Ah, I see your point.

Maybe DTivos can't do it then.
But a SA Tivo should be able to grab each 'digitised' frame from each picture (before its even encoded/recorded), then decimate [scale down smaller & throw away every 'n' pixels/lines] to make it a smaller image, then overlay this into the live 'output frame buffer' which is then output to the Video Out/Tuner Out on the SA Tivo.
Eveyr thing but the decimation and overlay is being done now by the SA Tivo, the only additional work it to decimate then copy (i.e. overlay) each decimated frame into the output frame buffer from the now-being played video stream.

This would give a simple PiP implementation but only because the SA hardware does the initial 'grab' of the live TV signal automatically on the fly now.

This would have a neat effect of allowing you to see the 'live' TV input with a delay of about 2 video frames (either 2/60 or 2/50 depending on TV standard) of the live signal arriving from the Tuner or Video in socket, while the normal 'encode/decode' process on Live-Tv takes about 2 seconds [i.e. normal 'live-TV' is really about 2 seconds behind reality].
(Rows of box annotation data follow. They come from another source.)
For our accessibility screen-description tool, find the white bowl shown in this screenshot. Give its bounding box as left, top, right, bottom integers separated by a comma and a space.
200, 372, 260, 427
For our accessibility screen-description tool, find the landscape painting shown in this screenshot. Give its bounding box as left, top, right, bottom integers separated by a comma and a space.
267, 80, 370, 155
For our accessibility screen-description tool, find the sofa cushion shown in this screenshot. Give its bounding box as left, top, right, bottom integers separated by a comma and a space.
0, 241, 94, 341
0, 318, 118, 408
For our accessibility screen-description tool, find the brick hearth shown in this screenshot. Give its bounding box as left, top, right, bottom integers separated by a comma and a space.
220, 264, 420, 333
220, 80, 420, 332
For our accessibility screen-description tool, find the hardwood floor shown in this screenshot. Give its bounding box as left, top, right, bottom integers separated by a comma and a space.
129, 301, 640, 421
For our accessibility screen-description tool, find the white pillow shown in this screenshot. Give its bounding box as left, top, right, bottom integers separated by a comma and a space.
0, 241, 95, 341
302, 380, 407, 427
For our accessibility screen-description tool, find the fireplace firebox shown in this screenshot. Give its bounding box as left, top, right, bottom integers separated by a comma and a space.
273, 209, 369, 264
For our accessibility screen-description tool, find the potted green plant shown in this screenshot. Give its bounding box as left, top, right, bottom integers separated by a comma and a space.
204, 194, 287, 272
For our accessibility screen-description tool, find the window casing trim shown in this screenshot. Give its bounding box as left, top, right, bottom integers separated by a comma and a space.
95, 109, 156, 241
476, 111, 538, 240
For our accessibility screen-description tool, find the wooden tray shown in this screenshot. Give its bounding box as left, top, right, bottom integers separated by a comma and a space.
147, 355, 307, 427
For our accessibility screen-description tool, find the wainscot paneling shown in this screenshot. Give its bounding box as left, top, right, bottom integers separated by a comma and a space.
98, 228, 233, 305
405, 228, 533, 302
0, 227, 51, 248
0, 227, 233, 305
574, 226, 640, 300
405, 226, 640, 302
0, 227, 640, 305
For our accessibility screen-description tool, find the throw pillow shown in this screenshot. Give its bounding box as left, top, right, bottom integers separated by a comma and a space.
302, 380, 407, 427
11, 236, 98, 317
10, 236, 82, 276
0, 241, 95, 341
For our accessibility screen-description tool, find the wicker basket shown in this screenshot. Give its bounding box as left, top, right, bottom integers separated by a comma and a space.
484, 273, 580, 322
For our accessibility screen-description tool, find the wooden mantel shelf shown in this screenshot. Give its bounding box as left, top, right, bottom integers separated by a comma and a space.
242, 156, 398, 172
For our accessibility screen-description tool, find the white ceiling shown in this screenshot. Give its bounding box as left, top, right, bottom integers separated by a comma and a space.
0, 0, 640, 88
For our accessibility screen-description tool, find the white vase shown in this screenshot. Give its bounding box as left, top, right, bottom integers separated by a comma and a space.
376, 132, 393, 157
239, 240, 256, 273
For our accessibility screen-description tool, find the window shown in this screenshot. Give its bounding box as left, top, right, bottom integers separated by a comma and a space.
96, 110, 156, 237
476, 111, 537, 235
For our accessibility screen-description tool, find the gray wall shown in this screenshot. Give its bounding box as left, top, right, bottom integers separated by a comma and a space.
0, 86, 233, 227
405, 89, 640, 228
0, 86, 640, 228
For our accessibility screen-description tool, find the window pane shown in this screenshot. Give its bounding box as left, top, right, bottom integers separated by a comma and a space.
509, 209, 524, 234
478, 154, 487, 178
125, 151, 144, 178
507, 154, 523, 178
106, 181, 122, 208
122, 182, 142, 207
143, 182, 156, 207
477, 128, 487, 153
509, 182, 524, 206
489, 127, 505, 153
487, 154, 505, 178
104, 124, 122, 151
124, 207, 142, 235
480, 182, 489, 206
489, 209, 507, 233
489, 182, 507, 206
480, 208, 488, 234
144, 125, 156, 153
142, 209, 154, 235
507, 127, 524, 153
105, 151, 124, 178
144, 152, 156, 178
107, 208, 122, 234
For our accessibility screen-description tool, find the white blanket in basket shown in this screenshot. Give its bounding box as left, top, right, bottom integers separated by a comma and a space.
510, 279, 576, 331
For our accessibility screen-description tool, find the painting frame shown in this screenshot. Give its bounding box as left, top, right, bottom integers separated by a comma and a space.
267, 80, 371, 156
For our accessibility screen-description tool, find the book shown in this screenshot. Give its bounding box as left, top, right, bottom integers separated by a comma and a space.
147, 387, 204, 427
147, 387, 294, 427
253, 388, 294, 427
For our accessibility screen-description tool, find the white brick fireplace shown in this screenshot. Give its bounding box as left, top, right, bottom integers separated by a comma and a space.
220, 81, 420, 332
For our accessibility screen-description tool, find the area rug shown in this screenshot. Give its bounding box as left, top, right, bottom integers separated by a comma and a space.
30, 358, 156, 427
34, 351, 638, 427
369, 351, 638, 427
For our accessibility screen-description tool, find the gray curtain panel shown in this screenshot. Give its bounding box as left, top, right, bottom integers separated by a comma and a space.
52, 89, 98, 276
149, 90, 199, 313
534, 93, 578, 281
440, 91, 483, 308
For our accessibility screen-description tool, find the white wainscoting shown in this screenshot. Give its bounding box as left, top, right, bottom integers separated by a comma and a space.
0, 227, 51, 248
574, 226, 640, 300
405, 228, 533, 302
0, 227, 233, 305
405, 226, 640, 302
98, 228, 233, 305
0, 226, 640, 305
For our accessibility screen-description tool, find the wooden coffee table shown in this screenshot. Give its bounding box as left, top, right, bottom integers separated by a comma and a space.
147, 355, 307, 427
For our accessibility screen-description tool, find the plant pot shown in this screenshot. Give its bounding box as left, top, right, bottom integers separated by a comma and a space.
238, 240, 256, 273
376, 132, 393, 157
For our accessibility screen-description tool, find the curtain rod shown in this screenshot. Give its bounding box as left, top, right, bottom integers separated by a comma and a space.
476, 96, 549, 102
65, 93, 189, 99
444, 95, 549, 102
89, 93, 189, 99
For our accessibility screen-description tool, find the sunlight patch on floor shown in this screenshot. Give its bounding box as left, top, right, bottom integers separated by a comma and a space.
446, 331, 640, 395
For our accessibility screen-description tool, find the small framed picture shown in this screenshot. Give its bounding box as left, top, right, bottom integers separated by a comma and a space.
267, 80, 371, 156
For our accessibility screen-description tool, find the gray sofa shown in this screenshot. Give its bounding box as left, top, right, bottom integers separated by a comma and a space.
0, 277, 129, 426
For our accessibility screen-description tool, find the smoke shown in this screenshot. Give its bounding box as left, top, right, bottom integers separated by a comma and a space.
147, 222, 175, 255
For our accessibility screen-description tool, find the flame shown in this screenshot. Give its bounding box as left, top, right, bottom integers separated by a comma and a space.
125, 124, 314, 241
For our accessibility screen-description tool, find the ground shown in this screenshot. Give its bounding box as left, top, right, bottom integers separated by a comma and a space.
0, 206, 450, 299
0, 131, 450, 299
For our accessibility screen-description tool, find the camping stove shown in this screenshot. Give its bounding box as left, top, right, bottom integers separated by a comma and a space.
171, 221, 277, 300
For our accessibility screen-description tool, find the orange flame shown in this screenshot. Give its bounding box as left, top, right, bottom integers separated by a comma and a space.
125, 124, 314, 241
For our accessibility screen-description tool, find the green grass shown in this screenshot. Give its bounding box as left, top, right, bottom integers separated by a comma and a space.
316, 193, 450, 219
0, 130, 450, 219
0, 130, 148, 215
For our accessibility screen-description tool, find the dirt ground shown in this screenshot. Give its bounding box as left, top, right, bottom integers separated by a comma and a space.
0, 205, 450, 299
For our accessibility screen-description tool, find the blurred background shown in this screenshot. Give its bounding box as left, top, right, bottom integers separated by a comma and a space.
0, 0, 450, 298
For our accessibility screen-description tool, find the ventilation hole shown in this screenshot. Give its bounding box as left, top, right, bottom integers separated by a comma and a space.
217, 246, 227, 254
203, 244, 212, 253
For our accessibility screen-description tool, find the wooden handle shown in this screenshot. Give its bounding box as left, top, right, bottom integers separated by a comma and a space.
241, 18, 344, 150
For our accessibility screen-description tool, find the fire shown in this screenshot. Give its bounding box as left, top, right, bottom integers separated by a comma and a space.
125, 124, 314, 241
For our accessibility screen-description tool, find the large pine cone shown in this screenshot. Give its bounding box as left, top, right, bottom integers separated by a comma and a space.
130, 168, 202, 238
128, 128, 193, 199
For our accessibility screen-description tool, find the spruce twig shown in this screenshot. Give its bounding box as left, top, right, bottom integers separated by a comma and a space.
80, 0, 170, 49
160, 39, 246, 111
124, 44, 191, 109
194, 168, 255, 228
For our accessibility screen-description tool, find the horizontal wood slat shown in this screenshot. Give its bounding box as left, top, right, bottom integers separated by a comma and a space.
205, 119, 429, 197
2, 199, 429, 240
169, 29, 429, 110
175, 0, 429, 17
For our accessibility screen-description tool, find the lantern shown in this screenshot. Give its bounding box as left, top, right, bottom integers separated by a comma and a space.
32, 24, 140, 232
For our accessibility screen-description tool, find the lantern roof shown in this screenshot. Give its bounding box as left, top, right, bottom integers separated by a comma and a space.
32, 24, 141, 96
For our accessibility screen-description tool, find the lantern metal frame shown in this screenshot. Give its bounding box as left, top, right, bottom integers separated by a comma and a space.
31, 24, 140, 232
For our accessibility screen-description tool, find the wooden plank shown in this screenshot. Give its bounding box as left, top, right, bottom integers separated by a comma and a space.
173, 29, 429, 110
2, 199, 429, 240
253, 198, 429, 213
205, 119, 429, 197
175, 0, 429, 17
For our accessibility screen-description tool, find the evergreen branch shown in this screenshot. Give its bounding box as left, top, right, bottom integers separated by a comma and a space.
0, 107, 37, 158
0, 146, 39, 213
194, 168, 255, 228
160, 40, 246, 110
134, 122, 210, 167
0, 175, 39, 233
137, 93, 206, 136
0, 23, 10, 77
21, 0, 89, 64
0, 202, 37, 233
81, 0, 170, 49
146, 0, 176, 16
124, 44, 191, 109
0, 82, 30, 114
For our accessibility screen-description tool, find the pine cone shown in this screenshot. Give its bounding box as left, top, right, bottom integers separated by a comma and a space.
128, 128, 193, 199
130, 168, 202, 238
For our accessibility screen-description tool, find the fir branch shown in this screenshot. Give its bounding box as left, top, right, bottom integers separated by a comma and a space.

Therefore you could see the instant live pictures overlayed into the delayed live TV signal (obviously if you paused Live-TV longer you would see the PiP window with live TV pictures with the playback signal delayed by the number of seconds/minutes from reality due to the live TV buffer on hard disk.

Like I said - a neat idea for live TV with lots of action you want to replay, while not missing the 'big picture' of whats happening now.